How I wish I could capture and distill the dignity and spirit of clients facing daily battles with mental health problems. It is quite extraordinary how the human spirit to survive and flourish can remain in the face of fear, anxiety and despair.
There is a great deal of research into factors affecting resilience; some point to positive role models, and others to character traits. In my experience, it remains a mystery.
I have met individuals who have endured multiple traumatic events, face obsessive rituals that dominate their days, and struggle with unimaginable inner torment. And yet, these individuals continue to seek answers and solutions to their unwelcome afflictions. It is a credit to them as individuals and a testament to the human determination to survive.
I believe it is near impossible for those who have never experienced a loss of reality or an event that defies belief, to imagine what life might look life in the aftermath of this: darker, more fragile, unjust? And yet, there are survivors, those who have been there and back again.

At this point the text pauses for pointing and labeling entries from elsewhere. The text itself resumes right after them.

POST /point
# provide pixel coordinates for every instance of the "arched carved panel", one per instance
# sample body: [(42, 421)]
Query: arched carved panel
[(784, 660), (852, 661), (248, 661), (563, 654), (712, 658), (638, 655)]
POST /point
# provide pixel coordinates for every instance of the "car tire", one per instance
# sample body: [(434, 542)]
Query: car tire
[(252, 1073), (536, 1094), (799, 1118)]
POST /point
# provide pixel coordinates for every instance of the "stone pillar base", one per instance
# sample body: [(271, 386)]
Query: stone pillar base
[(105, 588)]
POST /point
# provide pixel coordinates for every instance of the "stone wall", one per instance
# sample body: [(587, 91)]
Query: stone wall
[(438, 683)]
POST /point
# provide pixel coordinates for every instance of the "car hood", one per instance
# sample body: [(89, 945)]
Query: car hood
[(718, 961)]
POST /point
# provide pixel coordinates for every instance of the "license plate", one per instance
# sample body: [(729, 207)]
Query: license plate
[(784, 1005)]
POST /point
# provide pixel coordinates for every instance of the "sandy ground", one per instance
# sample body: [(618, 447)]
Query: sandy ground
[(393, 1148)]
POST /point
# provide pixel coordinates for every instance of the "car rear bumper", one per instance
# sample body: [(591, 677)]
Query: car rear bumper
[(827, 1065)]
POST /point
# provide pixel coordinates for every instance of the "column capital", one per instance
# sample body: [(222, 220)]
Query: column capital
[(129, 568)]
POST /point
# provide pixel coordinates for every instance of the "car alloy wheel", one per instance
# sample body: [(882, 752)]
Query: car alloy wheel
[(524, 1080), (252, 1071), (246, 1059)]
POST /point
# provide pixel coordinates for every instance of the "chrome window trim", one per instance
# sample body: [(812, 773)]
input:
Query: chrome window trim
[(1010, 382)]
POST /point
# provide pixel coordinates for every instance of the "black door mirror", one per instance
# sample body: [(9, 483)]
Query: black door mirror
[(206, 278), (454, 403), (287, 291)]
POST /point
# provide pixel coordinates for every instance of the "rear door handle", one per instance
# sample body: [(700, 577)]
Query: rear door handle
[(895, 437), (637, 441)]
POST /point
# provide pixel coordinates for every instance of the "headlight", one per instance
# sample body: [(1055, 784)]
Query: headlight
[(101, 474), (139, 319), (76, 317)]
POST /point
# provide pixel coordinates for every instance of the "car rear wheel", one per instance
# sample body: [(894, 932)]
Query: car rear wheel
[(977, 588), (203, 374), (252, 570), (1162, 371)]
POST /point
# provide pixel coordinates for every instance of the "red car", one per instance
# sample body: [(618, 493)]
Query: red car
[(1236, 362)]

There is a theory, loosely based on the common dictum: ‘What doesn’t kill us…only makes us stronger’. It is called Post Traumatic Growth Theory. This theory suggests that it is not only possible to successfully treat symptoms associated with trauma but to growpersonally as a result of this. I am not entirely bowled over by this assumption given the perhaps overly positive spin it suggests. However, I would very much like to believe that the human spirit can accommodate significant blows and remain resolute in the face of an uncertain future where appropriate support is provided.
I can testify to what I have seen in my practice; a desire to find meaning where at first there seems none. This need for meaning aligns itself with the metaphor of the brain as an information processing system. If it is possible to locate trauma and injustice within some form of an extended world view, then what occurs to us over our lifetime, good or bad, might have some chance of being appropriately accommodated, along with all the other experiences and memories that we so efficiently store away.
Following successful treatment for post-traumatic stress disorder, I have often observed a shift in clients’ perspectives towards the self, others and the world. Where once there was no self-compassion to be found, kindness might evolve. Where there was no purpose, a desire to support others can emerge. Perhaps it is integral to the human mind to find meaning in the face of adversity.
Whatever may be the key to resilience, it must not be overlooked by the symptoms associated with poor mental health. To do so would be a huge disservice to those who have suffered and survived.